I was lost in the wild of mothering.
It went a little like this:
This morning before my eyes had even opened I knew what kind of a day I would have. My chest had that familiar feeling, as though the weight of yesterday hadn’t dispelled away into the night as it should. It had settled instead. When I willed my eyes to open I looked right down into my baby’s, beaming her happiness up into my haze.
She is four months old today.
I have now nurtured three human beings through each of their first four months on earth. An entire year of my existence – nurturing and sustaining brand new life.
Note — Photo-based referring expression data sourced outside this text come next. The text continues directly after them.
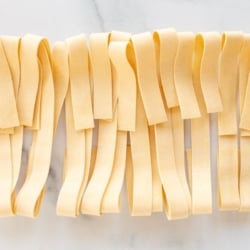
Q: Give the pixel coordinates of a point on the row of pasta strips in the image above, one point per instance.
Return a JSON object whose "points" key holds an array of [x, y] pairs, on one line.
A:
{"points": [[138, 88]]}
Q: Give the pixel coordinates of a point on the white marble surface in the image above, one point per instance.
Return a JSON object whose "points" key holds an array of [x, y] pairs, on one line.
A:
{"points": [[58, 19]]}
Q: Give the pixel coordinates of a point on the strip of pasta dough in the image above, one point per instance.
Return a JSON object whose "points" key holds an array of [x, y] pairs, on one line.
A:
{"points": [[244, 91], [102, 77], [228, 162], [29, 198], [183, 76], [201, 188], [146, 70], [166, 41]]}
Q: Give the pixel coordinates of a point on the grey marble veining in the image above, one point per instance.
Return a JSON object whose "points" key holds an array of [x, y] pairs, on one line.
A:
{"points": [[60, 19]]}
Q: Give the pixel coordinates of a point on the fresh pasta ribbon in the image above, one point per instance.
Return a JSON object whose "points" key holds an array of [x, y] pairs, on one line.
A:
{"points": [[79, 124], [200, 170], [244, 180], [10, 137], [183, 77], [93, 195], [29, 198], [209, 46], [146, 70], [80, 83], [166, 41], [124, 93], [102, 76], [11, 47], [120, 53], [177, 124], [126, 100], [60, 67], [157, 190], [139, 166], [228, 162], [176, 203]]}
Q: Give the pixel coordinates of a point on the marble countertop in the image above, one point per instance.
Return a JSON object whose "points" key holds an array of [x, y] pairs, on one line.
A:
{"points": [[60, 19]]}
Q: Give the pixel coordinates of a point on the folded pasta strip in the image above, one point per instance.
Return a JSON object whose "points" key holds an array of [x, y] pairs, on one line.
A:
{"points": [[126, 98]]}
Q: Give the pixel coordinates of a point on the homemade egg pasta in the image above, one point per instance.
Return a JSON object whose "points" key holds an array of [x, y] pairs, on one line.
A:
{"points": [[134, 93]]}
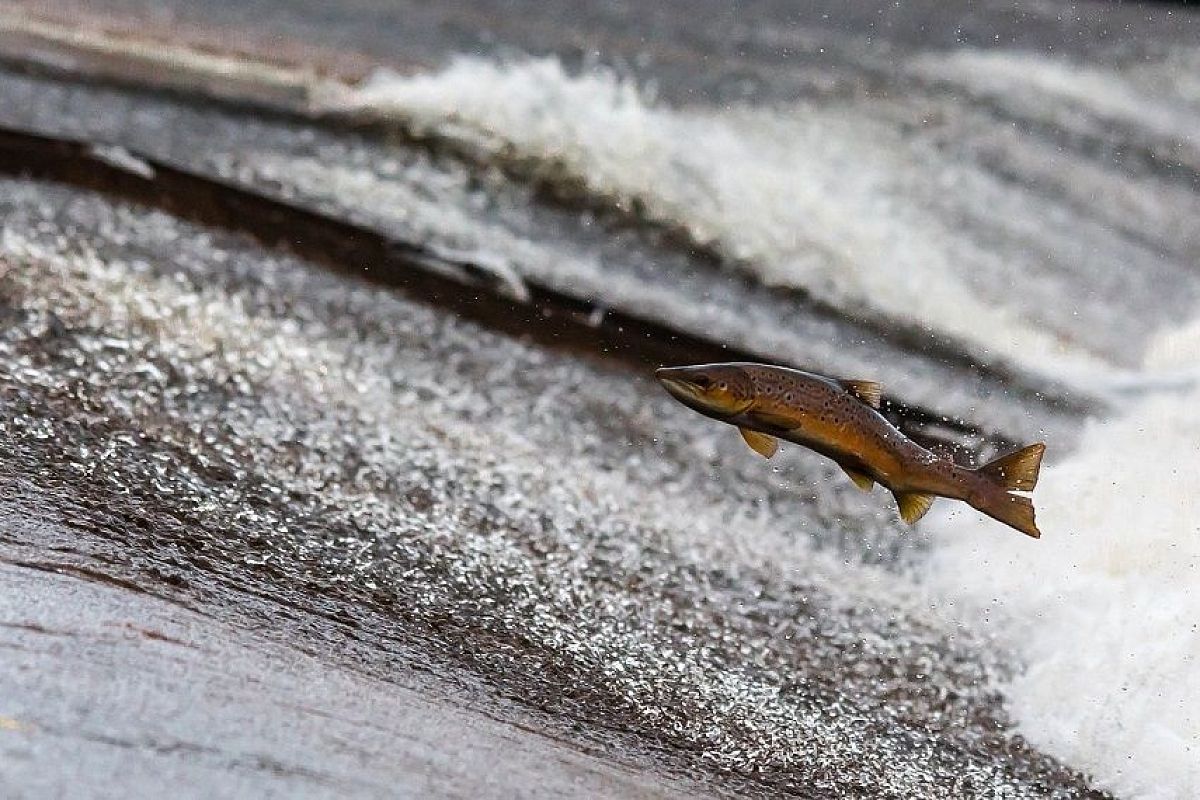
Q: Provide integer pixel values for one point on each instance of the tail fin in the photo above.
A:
(1013, 510)
(1017, 470)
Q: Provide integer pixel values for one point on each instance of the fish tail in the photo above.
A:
(1017, 471)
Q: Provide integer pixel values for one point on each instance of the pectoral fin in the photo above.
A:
(868, 391)
(862, 480)
(913, 505)
(760, 443)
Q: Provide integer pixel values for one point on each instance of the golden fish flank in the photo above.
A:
(839, 419)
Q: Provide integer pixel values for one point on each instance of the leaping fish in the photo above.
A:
(840, 420)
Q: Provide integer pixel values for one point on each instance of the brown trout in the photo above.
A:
(839, 419)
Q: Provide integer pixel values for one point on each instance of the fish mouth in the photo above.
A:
(676, 382)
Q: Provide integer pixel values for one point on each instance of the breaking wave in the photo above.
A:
(807, 197)
(1105, 609)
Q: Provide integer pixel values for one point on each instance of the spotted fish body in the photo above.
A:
(839, 419)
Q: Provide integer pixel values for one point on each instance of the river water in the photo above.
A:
(1001, 229)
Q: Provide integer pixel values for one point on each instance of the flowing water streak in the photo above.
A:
(805, 197)
(1105, 608)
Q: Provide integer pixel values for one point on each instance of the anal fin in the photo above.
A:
(862, 480)
(913, 505)
(760, 443)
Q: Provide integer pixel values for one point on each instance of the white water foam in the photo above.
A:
(1162, 96)
(807, 197)
(1104, 611)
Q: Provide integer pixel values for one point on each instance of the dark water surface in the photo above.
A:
(390, 548)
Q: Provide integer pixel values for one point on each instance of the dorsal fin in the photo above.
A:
(760, 443)
(864, 390)
(1017, 471)
(913, 505)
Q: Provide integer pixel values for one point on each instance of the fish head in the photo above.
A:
(717, 390)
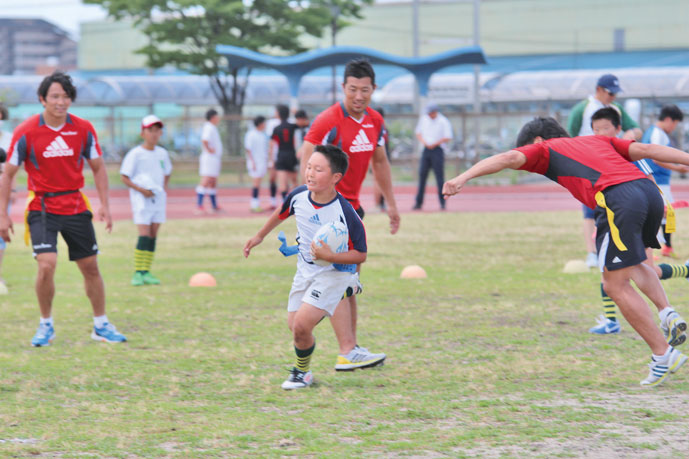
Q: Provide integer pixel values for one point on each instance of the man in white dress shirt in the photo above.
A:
(433, 131)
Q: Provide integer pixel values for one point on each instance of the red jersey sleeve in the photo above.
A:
(320, 128)
(622, 146)
(537, 158)
(91, 147)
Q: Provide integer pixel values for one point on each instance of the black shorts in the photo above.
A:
(77, 231)
(360, 212)
(287, 161)
(637, 209)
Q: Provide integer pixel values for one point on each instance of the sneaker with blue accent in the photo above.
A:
(44, 336)
(674, 327)
(359, 357)
(605, 327)
(150, 279)
(661, 370)
(108, 334)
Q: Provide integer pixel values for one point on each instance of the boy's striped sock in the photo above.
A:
(304, 358)
(670, 271)
(608, 305)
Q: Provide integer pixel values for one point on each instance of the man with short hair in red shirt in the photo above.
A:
(597, 170)
(358, 130)
(53, 146)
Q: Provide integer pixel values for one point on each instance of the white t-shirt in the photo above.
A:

This should convince me that I am qualified.
So why, why is it crowding in on me today, this paralysis of my lungs?
I try to think back to when my second child was four months old, and close my eyes a bit tighter to seven years ago, remembering my firstborn. Journeying back that far is like navigating down a long and darkened hallway, shrouded in shadows, but familiar enough that I manage to make it through with only a stub of my toe into a doorframe. Slowly, the memories spread over me, like fog rolling over in the morning. Four months old…
Four months is just long enough for the exhaustion to have seeped into your bones. It is just long enough for the neglected bathroom floors to have built up enough filth to finally repulse you. Four months is just the right time to try to throw your favorite springy, peach-colored top on, and just enough time for the tears of shame to fill your eyes when you find it still doesn’t fit. Four months is all it takes to fall completely in love with someone, so much so, that the depths of the fall can overtake you. It is just long enough to have been treading with all your might to keep afloat in whirlpool; just long enough to entertain the idea of sinking.
Four months is exactly the amount of time I require to figure out I’m drowning.
And today, right on cue, I awoke and couldn’t find the air.
Yes, I remember now; four months is exactly when my postpartum sinks in. Sinks me.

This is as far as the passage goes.